There are two main things to check:
Check that the memory available in
/home/$USER
is less than the quota limit.
There are storage quotas on $HOME
directories. (See Home Directory Storage Quota for more details). OOD applications run from the $HOME
directory and it is important that there is enough space in $HOME
for the OOD application to run.
In the terminal, run du -shc .[^.]* * /home/$USER
, which should have output similar to the following:
[<username>@<host> ~]$ du -shc .[^.]* * /home/$USER/
39M .git
106M discovery-examples
41K README.md
3.3M software-installation
147M total
Based on the output, we can check which files are consuming how much memory, and which files can be removed to free up memory.
Check if there are other scripts running at startup (in
.bashrc
), or an anaconda or other environments loading at startup.
We recommend loading other scripts/environments after your main environment has been loaded. We recommend activating any conda environments after the main environment has been loaded. If there are other scripts/environments you’d like to run, we recommend creating a separate bash script and sourcing it once the main environment has been loaded. For more details on the .bashrc
file and best practices, see About your .bashrc file.
Can I install my software on the HPC cluster?
Yes, you can. Please follow the guidelines in the Package Managers and From Source sections.
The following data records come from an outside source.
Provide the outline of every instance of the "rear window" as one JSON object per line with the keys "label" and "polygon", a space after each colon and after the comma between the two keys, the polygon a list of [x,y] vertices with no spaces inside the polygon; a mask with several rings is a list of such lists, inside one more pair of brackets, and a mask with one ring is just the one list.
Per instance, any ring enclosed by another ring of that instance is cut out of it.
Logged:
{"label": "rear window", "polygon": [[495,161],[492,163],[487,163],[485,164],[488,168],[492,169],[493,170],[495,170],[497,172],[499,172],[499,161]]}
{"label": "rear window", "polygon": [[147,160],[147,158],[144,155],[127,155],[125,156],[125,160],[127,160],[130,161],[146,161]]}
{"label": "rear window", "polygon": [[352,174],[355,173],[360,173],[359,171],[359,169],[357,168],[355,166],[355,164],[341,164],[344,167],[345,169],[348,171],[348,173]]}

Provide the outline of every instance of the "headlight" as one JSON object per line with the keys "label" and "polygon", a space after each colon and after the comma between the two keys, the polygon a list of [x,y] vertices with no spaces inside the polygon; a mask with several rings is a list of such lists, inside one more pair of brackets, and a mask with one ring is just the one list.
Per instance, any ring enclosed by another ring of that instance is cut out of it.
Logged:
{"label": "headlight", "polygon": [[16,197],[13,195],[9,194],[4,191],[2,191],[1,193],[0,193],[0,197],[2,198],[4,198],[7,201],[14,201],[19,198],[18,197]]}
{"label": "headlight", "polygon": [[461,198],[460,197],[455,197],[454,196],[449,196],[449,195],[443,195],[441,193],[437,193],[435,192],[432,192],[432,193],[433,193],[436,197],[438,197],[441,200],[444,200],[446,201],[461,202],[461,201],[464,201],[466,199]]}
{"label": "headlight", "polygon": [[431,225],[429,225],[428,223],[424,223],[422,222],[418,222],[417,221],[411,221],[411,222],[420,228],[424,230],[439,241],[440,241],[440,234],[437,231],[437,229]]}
If you encounter any issues, contact Research Computing. To contact RC, see getting-help.
How to Resolve the “Error: C++17 standard requested but CXX17 is not defined” When Installing a Package in R?
Ensure that you have the GCC version 11.1.0 module loaded. Run the following command
module load gcc/11.1.0
Later create a .R/Makevars file to add compiler flags using following commands.
mkdir -p ~/.R
nano ~/.R/Makevars
Next, make sure to add the following flags in the file.
CXX17 = g++ -std=c++17 -fPIC
CXX17STD = -std=c++17
PKG_CXXFLAGS = -std=c++17 -fPIC
PKG_LIBS = -fPIC
Now try to install the desired package.
If you are using a different version of GCC, adjust the module load command accordingly (e.g., module load gcc/9.3.0).